Bien, je voulais souligner qu’à n’avoir voulu considérer que les éléments anti-immigration et sécuritaires, de multiples facettes du discours actuel de ce parti en ont fait une force politique obtenant non seulement un vote par défaut et de contestation mais un vote aussi d’adhésion.
Je voulais montrer aussi montrer que cette adhésion massive n’était certainement pas une adhésion “fasciste” de nos milieux ruraux ou nos travailleurs, mais une adhésion à des valeurs françaises classiques, républicaines et souvent de gauche.
Bien sur que l’aspect immigration joue aussi, mais je ne crois pas du tout que cela soit le moteur principal, au plus, dans l’électorat populaire du nord, comme le discours du PCF il y a quelques décennies : “faire venir des immigrés en période de chomage, c’est organiser la concurrence entre travailleurs au service des patrons” – je ne crois absolument pas à une poussée de haine en France, qui est le pays des Lumières, de la Révolution, des luttes sociales et ouvrières.
Je crois que les discours et les abandons politiques ont placé la vie politique où elle en est.
Moi qui suis un abstentionniste de conviction, libre-penseur, refusant de suivre la moindre pancarte ou le moindre mot d’ordre, ce vote me semble un objet lointain, que je regarde avec détachement et essaye simplement de comprendre un peu.
Merci d’avoir refusé qu’on insulte une si grande partie de nos travailleurs et chômeurs, et parlé de nos “classes laborieuses”, merci encore si vous entendez danss mon propos un appel à se soucier de quels sont les fondamentaux du discours républicain, ou de gauche, que vous souhaitez voir revivre, par de véritable choix politique, pour enrayez ce phénomène plutot que d’injurier, bien sur, mais aussi plutot que s’opposer sans rien opposer en terme de choix politiques qui répondent aux attentes d’un nombre si considérables de français.
Je suis comme vous un amoureux de ma France, ses paysages, et je ne voudrai pas qu’une “guerre de sécession intellectuelle” s’y développe.
Encore faut il que chacun constate ses échecs et en tire les leçons.
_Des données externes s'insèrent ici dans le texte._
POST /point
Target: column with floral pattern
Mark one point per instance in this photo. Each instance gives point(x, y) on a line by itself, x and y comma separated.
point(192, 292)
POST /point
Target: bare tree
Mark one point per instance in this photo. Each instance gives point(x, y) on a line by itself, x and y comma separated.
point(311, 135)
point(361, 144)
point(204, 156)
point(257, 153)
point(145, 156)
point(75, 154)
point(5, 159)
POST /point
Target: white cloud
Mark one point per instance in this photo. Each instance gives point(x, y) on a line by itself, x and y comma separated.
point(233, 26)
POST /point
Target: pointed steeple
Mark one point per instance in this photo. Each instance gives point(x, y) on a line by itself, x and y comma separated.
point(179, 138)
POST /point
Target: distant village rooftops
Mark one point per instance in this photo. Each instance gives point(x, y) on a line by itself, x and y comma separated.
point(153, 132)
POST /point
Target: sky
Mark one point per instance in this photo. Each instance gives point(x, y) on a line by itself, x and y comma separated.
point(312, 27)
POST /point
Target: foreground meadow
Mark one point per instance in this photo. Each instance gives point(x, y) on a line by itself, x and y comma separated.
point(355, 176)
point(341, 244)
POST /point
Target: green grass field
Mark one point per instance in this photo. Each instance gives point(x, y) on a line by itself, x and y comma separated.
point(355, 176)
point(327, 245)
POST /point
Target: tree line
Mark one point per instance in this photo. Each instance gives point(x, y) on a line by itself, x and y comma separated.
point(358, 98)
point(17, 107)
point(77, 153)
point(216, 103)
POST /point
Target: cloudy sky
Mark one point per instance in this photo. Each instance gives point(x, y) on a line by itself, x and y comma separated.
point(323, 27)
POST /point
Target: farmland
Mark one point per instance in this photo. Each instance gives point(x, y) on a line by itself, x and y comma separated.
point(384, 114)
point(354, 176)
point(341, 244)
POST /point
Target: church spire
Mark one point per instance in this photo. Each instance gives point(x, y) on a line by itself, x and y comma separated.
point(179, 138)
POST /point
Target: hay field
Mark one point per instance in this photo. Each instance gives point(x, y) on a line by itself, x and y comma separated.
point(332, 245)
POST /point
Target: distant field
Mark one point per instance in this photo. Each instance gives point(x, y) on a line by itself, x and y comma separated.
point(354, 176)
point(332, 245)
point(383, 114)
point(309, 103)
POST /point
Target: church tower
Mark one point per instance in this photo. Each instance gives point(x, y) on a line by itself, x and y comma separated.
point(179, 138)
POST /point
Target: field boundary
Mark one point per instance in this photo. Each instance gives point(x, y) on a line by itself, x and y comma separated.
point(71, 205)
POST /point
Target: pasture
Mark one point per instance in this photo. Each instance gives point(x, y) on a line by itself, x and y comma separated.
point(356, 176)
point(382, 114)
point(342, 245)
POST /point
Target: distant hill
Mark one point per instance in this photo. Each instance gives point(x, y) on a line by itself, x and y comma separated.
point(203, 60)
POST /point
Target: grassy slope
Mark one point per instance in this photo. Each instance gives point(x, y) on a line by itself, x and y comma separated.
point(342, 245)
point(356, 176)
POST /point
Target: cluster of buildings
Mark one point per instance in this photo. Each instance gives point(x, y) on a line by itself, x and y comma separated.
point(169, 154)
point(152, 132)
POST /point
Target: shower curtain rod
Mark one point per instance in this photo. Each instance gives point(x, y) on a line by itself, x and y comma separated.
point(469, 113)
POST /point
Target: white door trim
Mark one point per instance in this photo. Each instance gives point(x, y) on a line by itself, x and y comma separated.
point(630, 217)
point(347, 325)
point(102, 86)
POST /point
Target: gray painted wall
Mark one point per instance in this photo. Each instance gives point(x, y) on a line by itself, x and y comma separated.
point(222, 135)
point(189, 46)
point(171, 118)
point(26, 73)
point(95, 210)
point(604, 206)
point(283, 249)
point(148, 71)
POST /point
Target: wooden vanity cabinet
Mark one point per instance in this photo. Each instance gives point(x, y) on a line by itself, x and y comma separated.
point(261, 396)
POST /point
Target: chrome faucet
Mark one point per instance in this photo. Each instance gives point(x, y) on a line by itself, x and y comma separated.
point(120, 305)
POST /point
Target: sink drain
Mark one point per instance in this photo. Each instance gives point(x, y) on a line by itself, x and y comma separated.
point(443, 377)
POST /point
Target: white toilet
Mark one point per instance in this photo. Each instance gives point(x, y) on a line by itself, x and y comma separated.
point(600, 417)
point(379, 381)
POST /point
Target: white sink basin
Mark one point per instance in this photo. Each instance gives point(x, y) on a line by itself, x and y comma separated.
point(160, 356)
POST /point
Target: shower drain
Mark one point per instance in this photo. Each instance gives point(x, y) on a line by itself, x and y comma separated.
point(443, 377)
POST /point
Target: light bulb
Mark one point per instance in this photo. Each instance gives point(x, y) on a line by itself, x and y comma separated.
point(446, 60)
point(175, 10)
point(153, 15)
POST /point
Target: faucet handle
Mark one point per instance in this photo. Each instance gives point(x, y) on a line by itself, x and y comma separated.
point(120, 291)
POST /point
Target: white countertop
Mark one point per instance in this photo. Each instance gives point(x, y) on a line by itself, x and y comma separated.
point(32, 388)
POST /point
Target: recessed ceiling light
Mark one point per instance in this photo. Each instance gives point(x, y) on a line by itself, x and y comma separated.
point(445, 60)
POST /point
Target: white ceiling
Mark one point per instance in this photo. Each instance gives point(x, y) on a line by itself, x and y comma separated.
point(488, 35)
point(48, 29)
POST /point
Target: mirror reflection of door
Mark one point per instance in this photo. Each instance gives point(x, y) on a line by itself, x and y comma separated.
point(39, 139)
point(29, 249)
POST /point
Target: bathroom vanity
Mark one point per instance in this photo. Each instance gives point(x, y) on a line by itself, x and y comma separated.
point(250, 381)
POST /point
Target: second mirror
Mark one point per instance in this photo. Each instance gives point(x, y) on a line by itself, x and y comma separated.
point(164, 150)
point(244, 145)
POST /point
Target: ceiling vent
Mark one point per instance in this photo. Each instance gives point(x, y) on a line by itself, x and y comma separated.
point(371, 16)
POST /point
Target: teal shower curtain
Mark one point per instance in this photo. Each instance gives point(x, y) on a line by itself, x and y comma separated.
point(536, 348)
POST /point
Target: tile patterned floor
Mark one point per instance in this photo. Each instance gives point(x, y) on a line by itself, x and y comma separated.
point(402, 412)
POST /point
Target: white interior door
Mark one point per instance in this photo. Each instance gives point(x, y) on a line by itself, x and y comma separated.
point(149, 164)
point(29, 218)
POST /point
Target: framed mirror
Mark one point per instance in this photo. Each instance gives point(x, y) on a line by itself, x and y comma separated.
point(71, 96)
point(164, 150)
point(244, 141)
Dont la première est, comme vous l’avez soulevé, le respect de l’autre dans son humanité, et comme j’ai essayé de le montrer dans son intelligence.
Bien cordialement,
Loïc
Monsieur le professeur,
Je ne partage en rien votre analyse. Si les sondages connus aujourd’hui sont confirmés dimanche soir, les retraits socialistes auront permis de barrer route au FN (et cela n’est pas négligeable!). Certes le PS ne sera plus sur les sièges régionaux, mais où avez vous vu que l’opposition dans les exécutifs municipaux, départementaux ou régionaux aient le moindre poids? La loi, d’ailleurs y aide fortement!
Le PS ne pouvant plus recycler ses élus battus dans de précédentes élections au plan régional va peut être redevenir un vrai parti de militants.
On ne doit pas finasser avec le FN qui en fait de valeurs détourne celles de la République. On ne peut que chercher à l’éliminer, ce qui n’exonère pas, loin s’en faut, les partis traditionnels de leurs lourdes responsabiltés.
“Le PS ne pouvant plus recycler ses élus battus dans de précédentes élections au plan régional va peut être redevenir un vrai parti de militants.”
Pour vous répondre le PS va surtout se transformer en lieu de bataille entre tous ceux qui ayant perdu leur poste et leur “prestige” vont se chercher des responsables, devenir des petits chefs, entourés de militants tous plus ambitieux les uns que les autres, l’un convoitant une association, l’autre d’être cité dans un journal local, un autre de briller en société, plusieurs jeunes socialistes rêvant de faire une carrière. Bref le PS va comme a son habitude recruter du monde dans une myriade de petits groupes qui vont avoir le plaisir tout “socialiste” de faire un Congrès aussi pompeux que foire d’empoigne, comme à son habitude!
Peut-être après les présidentielles, mais peut-être de beaux réglements de comptes avant, de préférence à coup de média!
Bref en tant qu’observateur très lointain de ce parti, comme de tous les autres: de quoi rigoler!